☮️Building a Web-3.0 Creator Economy
Creator economy is shooting past the moon and back:
There are at least 40M influencers among ~3.5B active social network users. Most of them are in it for the money, and rightly so — the gain can be huge. But competition is fierce so it is a full-time job for only a few.
With one in a hundred being a professional creator there is still a lot of controversy around whether or not it should be considered an occupation. And although the latest influencer marketing spend increased to $15B, just one third of brands pay actual cash, so only 1.7-2.0% micro-influencers (up to 50k followers) can live on their social media income alone.
Industry incumbents hold all the power over users by single-handedly controlling content formats and platform mechanics:
Economic Interests of the biggest digital platforms are concentrated and often poorly aligned with their most valuable contributors, their users. Platforms have all the resources and a closed infrastructure to make vital decisions behind closed doors, virtually dictating millions of users how their existence on the platform will be shaped further. Creators are therefore always at their mercy at every next upgrade.
Media hegemons see all users as cash cows stripping their full collaborative potential:
Traditional Web-2.0 content platforms disregard content creators as a vital part of a platform appeal for the users they monetize on, nor do platforms acknowledge their value as collaborators and, in a sense, co-owners of the space.
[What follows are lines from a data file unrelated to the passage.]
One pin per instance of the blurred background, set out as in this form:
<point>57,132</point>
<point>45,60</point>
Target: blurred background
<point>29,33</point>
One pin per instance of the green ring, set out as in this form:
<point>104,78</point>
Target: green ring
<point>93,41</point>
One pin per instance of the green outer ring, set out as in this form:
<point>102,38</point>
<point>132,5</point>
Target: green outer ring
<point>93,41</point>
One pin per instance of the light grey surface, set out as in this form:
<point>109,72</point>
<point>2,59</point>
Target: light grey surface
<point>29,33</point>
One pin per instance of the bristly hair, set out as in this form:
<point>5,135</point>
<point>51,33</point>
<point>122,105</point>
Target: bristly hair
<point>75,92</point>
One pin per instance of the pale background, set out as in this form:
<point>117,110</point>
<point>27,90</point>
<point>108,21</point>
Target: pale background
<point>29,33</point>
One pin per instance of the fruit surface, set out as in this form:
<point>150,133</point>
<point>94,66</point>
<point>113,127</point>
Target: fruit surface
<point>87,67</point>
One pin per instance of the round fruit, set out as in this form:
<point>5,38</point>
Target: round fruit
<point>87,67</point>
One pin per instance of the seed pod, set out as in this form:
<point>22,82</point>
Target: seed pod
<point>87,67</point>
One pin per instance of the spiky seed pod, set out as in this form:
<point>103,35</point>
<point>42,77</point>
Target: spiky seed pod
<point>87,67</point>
On the platform giants like Instagram, YouTube or TikTok creators can earn only by including random ads in their content and selling collaborations or merch to the buyers directly. And while Instagram or YouTube earn billions through targeted content placements maximizing ad revenue, content creators receive none of that!
A total of +50M creators from #India on these media behemoths could have earned +$600M just over the last year alone.